Эх, Андрюша, нам ли быть в печали,
Возьми гармонь, играй на все лады,
Так играй, чтоб горы заплясали,
Чтоб зашумели зеленые сады!
Папа на баяне — «тари-дари, дари-дам!»
И я свое — «х-х-ха!»
После этого гость обязательно смеялся. Больше всех радовался и подыгрывал мне папа: «Не, актрисую будить, точно. Ето як закон! Усе песни на лету береть, як зверь. Ну, вокурат актриса!»
И человек, который к нам заходил на минуточку, уже через четверть часа под папиным обаянием и натиском совершенно забывал, куда и зачем он шел, почему он оказался у нас, и, конечно, оставался… Папа выразительно смотрел на маму. Мама бежала в магазин. А я продолжала свое выступление.
… Домой человек уходил лишь поздно вечером, держась за стенки, хвалил маму, восхищался «дочуркой», прославлял папу — щедрую русскую душу — и благодарил, благодарил. Папа был счастлив.
Кто бы к нам ни приходил, начиналось так: «Ну, девки, давай скорее на стол, человек у гостях. Лялюша! Давай шевелися чуковней! Штоб усе було як на Первое мая!»
У нас в доме все праздники были как Первое мая. Для меня праздник Первое мая был самым веселым. Папа шел на демонстрации впереди колонны с баяном, весь в белом, брезентовые туфли начищались мелом.
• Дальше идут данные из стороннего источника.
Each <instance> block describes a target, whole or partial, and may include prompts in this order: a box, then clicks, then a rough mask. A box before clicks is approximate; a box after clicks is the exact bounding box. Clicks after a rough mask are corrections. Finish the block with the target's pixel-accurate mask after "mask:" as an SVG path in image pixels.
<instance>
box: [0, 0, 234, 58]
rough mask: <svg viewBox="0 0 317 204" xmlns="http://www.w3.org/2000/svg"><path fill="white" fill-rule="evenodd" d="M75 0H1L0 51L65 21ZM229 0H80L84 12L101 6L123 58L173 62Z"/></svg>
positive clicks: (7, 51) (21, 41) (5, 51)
Мама, в белой юбке, в белой майке и в белом берете, дирижировала хором. Пели все! И я не помню грустных людей, грустных лиц до войны. Я не помню ни одного немолодого лица. Как будто до войны все были молодыми. Молодой папа, молодая мама, молодые все! И я с ними — счастливая, радостная и, как мне внушил мой папа, «совершенно исключительная».
В левом углу от двери в нашей комнате стояла знаменитая двухспальная кровать с никелированными спинками и шариками, которые я постоянно откручивала. Эта кровать служила моим родителям около тридцати лет, до 1969 года. В тот год они переехали ко мне в Москву. Кровать осталась в Харькове, а им пришлось купить современную тахту, которую папа проклинал и благоговейно вспоминал ту незабываемую кровать с сеткой и периной. А может, он тайно вздыхал по тому времени, когда был молодым, сильным…
У папы было очень много друзей. Особенно до войны.